You might think: "Just have participants time out and abort." Unfortunately, this is unsafe. Consider:
- Coordinator sent "commit" to A before crashing.
- B and C waited, timed out, and aborted.
- A committed. B and C aborted.
- You now have a partial commit: money transferred on one side, not the other.
The only safe recovery is: coordinator restarts, reads its WAL for the transaction's state, and re-sends the final decision. The entire system is blocked waiting for that restart. If the coordinator's disk is lost, you may need manual intervention to determine which participants to commit and which to abort.
The partial commit scenario is the nightmare case:
This is why "just add a timeout" doesn't work. The timeout-and-abort approach creates a worse problem than the blocking it was trying to solve.
Why this is worse in practice than theory
2PC assumes the coordinator will eventually recover. In practice:
- The coordinator's database might be on a failed disk with no recent backup.
- Kubernetes might restart the coordinator on a new node without local WAL access.
- Multi-datacenter deployments can hold locks across DCs during a DC-level outage.
- The "just restart it" recovery takes minutes, during which all participating services are blocked.
A single 2PC coordinator failure can freeze every write operation in your system simultaneously. The blast radius scales with the number of services participating in 2PC transactions.

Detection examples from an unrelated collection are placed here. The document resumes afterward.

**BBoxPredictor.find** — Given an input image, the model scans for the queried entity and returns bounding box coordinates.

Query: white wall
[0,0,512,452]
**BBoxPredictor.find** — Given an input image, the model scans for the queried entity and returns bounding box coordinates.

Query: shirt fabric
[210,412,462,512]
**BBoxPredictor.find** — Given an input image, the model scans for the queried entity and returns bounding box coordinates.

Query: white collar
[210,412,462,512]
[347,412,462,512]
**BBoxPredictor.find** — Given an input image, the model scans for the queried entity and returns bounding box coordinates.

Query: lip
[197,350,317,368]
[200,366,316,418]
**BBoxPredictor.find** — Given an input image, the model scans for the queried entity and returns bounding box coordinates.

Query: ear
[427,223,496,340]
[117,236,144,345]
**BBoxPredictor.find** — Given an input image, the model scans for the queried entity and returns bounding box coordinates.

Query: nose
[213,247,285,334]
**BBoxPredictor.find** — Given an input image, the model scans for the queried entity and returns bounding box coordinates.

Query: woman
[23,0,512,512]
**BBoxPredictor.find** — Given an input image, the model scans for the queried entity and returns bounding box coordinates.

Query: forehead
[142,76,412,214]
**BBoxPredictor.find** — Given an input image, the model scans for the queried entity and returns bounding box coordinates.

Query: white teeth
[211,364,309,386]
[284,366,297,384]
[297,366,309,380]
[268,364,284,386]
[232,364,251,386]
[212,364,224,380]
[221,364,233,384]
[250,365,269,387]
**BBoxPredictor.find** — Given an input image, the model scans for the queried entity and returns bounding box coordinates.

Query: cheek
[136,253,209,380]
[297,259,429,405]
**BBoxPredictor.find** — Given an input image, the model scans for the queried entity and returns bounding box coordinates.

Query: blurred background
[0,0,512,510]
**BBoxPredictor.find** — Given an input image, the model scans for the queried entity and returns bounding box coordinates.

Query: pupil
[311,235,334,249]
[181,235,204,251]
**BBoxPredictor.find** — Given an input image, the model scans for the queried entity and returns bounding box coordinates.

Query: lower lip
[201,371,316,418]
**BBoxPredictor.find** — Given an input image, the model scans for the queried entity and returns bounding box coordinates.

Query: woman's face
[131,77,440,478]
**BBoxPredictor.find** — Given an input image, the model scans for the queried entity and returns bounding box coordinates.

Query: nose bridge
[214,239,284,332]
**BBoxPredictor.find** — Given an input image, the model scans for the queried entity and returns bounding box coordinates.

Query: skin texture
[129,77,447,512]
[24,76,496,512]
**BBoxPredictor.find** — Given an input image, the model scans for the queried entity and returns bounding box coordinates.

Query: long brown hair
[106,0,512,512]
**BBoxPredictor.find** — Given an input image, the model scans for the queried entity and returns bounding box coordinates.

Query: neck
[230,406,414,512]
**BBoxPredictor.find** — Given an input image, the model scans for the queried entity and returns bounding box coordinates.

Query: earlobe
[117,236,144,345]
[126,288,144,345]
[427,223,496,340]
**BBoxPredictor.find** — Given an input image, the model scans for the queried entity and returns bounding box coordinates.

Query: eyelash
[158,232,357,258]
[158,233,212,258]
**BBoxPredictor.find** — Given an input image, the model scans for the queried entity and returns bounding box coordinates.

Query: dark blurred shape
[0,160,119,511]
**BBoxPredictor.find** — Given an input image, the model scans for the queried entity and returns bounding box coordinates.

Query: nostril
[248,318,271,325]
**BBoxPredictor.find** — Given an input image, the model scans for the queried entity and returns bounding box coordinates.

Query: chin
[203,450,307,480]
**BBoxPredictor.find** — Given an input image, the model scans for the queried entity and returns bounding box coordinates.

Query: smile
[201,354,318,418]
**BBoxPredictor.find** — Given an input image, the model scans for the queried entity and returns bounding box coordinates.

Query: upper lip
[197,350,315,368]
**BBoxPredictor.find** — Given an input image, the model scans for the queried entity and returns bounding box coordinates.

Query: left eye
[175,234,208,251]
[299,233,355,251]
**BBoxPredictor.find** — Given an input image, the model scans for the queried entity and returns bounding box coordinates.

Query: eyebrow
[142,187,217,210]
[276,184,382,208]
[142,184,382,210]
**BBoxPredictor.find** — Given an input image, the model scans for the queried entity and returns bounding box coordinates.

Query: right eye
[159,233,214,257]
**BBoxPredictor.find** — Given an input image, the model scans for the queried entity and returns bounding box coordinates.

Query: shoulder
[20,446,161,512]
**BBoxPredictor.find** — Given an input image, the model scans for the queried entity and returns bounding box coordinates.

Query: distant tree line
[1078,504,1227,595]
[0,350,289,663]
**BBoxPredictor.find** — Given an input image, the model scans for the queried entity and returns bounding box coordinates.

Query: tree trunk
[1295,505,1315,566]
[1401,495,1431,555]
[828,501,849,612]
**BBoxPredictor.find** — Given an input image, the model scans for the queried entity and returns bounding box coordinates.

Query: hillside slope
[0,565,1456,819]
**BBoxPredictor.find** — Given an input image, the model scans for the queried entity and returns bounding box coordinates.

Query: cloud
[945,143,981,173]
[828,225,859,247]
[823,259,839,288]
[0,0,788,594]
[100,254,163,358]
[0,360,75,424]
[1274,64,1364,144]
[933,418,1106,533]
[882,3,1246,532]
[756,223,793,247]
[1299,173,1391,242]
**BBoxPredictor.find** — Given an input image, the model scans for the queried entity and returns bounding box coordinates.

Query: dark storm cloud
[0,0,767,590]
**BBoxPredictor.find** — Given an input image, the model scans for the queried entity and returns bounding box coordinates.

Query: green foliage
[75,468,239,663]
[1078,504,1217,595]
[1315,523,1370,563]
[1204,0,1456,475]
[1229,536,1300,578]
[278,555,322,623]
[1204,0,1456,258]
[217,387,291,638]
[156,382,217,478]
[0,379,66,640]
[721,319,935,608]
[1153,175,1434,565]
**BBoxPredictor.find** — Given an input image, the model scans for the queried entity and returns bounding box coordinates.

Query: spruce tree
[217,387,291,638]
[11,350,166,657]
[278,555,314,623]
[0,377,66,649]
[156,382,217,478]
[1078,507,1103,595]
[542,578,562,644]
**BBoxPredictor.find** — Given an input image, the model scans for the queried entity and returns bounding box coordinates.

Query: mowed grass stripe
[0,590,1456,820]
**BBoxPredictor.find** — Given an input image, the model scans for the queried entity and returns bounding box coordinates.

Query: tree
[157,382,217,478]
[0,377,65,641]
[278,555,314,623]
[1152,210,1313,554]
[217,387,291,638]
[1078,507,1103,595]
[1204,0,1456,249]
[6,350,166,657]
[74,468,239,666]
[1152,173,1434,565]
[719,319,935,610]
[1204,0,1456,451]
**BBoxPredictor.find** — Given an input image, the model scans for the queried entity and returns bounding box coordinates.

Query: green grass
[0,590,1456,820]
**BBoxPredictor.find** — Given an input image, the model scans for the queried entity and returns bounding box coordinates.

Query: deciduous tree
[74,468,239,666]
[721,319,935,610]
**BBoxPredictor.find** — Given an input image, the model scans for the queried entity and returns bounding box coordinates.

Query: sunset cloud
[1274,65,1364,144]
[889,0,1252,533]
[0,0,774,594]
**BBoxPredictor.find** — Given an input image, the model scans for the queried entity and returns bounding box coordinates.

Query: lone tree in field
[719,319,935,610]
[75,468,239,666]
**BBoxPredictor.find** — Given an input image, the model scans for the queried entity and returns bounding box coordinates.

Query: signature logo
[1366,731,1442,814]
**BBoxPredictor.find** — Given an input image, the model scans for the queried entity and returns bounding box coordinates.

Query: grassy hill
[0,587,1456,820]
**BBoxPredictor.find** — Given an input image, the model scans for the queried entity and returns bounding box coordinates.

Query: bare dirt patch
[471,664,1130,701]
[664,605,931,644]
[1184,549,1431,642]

The math of cascading failure
Let's put concrete numbers on this. Assume:
- 3 services participate in 2PC transactions
- Each service has a connection pool of 50 connections
- 2PC transactions take 200ms on average
- The coordinator crashes with 10 prepared transactions in flight
Each prepared transaction holds 1 connection per participant (3 connections total across services). With 10 prepared transactions, that's 30 connections locked. But each locked row also blocks non-2PC queries that touch the same data.
If 20% of incoming requests touch a locked row, and request rate is 500/second:
- 100 requests/second queue behind locks
- Connection pool fills in ~0.5 seconds per service
- Within 5 minutes, all three services are returning
503 Service Unavailable - Any service that depends on these three services also starts failing
This is how a single coordinator crash takes down your entire system.